# 40251
CRUCHLEY, George F. (1797 - 1880)
Cruchley’s new terrestrial globe, from the most recent authorities, exhibiting the discoveries in equatorial Africa, North Pole, and the new settlements and divisions in Australia, New Zealand, California, Texas &c.
$16,500.00 AUD
London : G. F. Cruchley, [ca.1862] Terrestrial globe, 12 inches in diameter, engraved gores with original hand colouring over plaster base, graduated equator and ecliptic, the oceans with an analemma, hand-engraved calibrated brass meridian ring, movable brass polar calotte, small area of restoration to the north polar axis, engraved calendrical paper horizon ring with zodiac (in facsimile) laid on wood, supported on the original stand of three turned wooden legs united with cross-stretchers. A very fine example with a rich and warm patina, recent lacquer expertly applied for conservation.
A fine globe from the mid-Victorian age, the Australian continent showing a separated Victoria (1859) and the inland discoveries of Gregory and Stuart (1861).
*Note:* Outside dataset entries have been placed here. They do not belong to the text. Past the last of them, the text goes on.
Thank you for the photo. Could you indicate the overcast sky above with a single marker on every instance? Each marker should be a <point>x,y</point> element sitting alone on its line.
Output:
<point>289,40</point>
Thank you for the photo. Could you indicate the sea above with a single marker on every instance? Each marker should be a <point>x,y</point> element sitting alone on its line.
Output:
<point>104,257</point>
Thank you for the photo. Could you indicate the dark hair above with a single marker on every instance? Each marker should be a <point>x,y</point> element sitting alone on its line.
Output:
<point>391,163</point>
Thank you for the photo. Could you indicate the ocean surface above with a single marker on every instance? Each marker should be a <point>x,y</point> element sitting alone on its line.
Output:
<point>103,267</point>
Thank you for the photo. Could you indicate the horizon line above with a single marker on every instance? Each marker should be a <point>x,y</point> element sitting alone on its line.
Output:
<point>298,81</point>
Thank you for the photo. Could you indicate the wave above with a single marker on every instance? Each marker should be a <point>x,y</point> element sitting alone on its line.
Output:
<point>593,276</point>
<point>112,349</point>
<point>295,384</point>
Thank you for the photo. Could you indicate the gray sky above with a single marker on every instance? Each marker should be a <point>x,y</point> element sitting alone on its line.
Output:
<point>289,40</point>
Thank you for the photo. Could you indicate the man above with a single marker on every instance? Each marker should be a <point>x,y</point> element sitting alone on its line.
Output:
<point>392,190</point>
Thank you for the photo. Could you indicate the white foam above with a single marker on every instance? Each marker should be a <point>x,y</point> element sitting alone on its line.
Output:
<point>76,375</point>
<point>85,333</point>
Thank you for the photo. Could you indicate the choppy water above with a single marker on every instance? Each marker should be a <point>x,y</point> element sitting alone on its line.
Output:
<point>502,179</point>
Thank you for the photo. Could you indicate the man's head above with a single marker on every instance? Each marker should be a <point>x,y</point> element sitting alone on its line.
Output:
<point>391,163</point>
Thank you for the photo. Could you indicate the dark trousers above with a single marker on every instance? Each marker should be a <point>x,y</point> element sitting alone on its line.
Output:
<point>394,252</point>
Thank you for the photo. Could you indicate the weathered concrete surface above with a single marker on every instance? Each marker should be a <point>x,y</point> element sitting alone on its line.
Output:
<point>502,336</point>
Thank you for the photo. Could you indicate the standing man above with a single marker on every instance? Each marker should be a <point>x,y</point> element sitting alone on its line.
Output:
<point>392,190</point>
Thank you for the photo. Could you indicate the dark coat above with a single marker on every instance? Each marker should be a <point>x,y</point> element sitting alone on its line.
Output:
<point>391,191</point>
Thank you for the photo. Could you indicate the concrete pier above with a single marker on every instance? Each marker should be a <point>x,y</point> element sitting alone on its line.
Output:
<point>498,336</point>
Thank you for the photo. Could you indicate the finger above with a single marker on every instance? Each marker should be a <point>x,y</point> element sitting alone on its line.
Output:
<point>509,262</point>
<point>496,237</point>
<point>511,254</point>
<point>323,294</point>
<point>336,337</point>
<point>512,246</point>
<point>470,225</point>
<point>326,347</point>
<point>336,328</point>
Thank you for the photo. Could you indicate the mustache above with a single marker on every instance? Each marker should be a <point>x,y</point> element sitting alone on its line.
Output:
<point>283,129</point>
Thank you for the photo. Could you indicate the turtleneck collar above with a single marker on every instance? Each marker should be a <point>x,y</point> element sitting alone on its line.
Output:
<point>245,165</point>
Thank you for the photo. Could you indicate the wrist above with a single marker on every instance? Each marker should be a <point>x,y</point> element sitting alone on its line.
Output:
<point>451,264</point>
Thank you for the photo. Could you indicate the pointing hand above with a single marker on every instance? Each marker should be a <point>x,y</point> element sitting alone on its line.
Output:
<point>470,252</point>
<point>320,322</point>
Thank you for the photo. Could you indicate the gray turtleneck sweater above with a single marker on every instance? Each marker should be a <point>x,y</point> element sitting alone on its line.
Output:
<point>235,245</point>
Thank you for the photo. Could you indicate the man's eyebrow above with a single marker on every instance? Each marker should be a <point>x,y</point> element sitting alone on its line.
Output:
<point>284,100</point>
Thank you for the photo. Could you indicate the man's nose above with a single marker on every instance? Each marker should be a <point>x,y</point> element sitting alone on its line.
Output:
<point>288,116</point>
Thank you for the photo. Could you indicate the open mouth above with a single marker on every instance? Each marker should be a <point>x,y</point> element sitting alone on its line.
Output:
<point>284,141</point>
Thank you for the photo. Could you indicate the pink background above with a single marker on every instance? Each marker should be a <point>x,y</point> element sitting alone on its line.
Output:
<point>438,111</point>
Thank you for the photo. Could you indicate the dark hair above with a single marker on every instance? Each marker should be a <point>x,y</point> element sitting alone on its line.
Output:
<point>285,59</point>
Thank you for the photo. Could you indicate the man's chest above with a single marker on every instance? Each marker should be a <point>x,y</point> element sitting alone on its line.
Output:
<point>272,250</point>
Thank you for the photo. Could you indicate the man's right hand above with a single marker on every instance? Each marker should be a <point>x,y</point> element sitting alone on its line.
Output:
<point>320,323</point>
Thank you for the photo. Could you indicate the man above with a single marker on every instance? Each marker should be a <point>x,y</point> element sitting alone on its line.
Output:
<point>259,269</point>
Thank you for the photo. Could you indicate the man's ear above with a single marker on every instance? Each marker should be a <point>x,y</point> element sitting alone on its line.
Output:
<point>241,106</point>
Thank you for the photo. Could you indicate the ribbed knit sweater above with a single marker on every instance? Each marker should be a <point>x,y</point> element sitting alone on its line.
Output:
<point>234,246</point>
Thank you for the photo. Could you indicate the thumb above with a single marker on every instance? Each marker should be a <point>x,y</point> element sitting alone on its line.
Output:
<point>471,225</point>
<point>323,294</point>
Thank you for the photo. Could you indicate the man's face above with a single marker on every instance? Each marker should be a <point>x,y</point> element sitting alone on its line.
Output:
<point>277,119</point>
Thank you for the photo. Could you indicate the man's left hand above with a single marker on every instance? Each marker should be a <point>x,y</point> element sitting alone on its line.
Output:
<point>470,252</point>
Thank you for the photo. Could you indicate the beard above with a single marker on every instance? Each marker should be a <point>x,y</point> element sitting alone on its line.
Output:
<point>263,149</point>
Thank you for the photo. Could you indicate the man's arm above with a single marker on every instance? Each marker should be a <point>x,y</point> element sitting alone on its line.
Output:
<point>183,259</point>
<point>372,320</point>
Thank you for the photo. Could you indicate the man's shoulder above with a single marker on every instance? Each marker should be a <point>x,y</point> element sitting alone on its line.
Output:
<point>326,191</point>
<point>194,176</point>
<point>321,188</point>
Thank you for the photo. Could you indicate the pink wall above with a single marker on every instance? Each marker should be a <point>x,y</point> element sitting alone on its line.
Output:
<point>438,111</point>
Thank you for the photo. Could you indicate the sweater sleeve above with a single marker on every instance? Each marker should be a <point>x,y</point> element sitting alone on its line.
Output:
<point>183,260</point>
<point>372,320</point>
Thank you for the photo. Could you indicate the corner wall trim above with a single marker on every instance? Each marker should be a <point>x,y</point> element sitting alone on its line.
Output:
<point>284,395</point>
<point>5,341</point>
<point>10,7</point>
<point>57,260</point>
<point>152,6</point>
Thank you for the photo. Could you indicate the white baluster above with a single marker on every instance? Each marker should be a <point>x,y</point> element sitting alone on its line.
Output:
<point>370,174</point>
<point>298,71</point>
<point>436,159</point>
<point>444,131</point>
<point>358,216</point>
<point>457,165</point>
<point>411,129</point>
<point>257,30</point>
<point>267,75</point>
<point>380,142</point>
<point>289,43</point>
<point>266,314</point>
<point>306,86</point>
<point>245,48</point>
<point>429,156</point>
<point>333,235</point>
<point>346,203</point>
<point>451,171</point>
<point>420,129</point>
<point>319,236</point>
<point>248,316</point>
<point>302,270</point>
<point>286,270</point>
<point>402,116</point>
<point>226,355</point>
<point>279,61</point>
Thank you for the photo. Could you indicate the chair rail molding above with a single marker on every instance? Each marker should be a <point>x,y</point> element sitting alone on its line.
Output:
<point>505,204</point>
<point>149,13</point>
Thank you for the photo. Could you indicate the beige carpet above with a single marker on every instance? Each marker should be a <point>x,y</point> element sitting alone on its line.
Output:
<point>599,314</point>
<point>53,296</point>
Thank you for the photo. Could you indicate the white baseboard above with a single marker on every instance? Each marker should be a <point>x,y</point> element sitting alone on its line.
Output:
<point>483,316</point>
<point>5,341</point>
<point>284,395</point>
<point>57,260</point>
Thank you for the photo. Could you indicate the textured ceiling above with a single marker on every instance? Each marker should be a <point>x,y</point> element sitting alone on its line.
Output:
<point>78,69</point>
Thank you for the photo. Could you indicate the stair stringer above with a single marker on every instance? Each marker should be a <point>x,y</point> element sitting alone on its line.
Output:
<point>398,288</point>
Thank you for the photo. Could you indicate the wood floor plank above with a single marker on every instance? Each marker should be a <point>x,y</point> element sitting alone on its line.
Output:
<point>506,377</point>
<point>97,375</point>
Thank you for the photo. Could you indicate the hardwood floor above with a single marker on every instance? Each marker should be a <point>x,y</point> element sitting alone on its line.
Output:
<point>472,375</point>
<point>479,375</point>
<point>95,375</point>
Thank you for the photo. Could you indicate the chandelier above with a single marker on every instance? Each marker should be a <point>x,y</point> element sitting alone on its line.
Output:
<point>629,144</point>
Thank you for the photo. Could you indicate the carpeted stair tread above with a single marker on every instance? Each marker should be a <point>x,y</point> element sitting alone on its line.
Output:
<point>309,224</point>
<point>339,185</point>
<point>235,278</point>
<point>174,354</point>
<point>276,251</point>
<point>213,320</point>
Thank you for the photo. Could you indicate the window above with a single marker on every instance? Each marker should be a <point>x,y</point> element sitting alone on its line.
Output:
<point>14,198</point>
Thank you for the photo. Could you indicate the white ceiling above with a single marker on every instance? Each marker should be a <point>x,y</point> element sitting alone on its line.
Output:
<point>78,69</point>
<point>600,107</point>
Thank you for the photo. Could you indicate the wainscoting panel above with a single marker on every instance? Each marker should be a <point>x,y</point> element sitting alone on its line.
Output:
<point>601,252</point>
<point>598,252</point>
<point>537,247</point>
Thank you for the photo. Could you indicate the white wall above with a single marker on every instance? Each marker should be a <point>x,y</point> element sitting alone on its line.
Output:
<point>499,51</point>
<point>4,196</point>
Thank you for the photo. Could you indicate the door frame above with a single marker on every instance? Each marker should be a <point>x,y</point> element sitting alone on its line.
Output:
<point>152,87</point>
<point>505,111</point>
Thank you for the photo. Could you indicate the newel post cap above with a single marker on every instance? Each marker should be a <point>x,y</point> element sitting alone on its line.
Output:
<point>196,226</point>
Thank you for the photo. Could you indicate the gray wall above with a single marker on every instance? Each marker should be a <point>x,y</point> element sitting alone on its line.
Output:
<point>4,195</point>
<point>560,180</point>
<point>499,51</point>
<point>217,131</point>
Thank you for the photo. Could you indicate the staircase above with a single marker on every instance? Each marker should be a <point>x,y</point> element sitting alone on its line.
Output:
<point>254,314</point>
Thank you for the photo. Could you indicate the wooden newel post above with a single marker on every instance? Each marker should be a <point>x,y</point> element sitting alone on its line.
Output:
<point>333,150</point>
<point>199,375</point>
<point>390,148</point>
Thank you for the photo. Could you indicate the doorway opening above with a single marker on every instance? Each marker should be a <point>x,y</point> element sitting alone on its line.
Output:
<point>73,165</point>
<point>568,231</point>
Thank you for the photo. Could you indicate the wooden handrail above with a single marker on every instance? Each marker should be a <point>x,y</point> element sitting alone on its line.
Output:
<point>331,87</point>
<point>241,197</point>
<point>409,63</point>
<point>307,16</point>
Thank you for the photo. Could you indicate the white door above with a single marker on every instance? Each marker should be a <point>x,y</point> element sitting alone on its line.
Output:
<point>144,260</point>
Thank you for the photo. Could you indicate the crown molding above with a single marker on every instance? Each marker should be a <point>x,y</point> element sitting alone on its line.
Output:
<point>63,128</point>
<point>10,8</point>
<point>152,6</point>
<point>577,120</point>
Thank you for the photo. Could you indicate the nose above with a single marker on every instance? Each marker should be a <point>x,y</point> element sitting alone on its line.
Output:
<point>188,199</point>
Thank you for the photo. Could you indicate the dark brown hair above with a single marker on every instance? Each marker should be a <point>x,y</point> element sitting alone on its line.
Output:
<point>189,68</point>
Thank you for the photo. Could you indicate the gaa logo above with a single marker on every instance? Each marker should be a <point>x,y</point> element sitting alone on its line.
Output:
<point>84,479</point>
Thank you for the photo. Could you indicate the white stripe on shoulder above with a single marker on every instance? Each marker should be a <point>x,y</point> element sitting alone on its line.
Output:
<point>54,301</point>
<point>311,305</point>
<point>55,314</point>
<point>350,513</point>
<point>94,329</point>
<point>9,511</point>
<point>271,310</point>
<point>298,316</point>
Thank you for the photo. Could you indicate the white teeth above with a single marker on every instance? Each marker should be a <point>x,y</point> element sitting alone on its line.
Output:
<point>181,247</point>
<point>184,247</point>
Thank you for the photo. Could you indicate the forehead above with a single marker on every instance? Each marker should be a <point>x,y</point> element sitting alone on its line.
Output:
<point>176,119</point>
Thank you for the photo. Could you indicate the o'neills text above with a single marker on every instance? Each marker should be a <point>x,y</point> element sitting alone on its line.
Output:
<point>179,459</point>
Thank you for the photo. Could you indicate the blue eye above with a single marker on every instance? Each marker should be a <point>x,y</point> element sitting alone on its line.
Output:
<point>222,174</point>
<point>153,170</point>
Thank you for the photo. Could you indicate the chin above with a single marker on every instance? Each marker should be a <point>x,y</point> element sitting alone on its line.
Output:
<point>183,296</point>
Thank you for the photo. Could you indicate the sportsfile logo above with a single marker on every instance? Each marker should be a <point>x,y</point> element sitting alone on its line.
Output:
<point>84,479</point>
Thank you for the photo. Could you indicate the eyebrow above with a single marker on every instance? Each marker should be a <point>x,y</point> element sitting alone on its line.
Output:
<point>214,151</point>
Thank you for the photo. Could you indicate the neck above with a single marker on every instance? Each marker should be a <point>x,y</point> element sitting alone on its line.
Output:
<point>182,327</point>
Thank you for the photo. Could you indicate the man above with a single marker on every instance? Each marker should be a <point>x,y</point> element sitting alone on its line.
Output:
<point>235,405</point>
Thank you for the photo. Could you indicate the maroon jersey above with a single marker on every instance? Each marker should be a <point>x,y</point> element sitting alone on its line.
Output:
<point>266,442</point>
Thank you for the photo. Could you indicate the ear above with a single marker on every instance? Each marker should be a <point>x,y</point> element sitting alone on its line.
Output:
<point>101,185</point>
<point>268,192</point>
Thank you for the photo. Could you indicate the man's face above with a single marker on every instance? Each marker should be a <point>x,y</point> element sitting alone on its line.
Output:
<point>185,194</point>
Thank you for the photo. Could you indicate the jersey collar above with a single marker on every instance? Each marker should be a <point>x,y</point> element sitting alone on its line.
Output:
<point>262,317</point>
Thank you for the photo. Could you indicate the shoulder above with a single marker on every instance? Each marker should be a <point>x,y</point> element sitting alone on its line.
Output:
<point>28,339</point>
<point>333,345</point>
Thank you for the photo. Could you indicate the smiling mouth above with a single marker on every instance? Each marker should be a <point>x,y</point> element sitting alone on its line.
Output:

‘The London map and globe publisher George Frederick Cruchley (1796-1880) was probably apprenticed to the cartographer Aaron Arrowsmith the elder, before establishing his own business in Oxford Street in 1823, subsequently transferred to Ludgate Street in the City in 1825 and finally in 1833 to 81 Fleet Street, where it remained in activity until 1877. Cruchley was particularly well known for his ‘New Plan’ of London, first published in 1827 and regularly updated to record the rapid growth of the capital during the 19th century, notably the expansion of the railways. In the late 1840s Cruchley acquired the stock of the celebrated late Georgian globe-making firm of John and William Cary, founded in 1791, and began revising and re-issuing their plates under his own imprint.’ – Sotheby’s website
Unrecorded in Australian collections.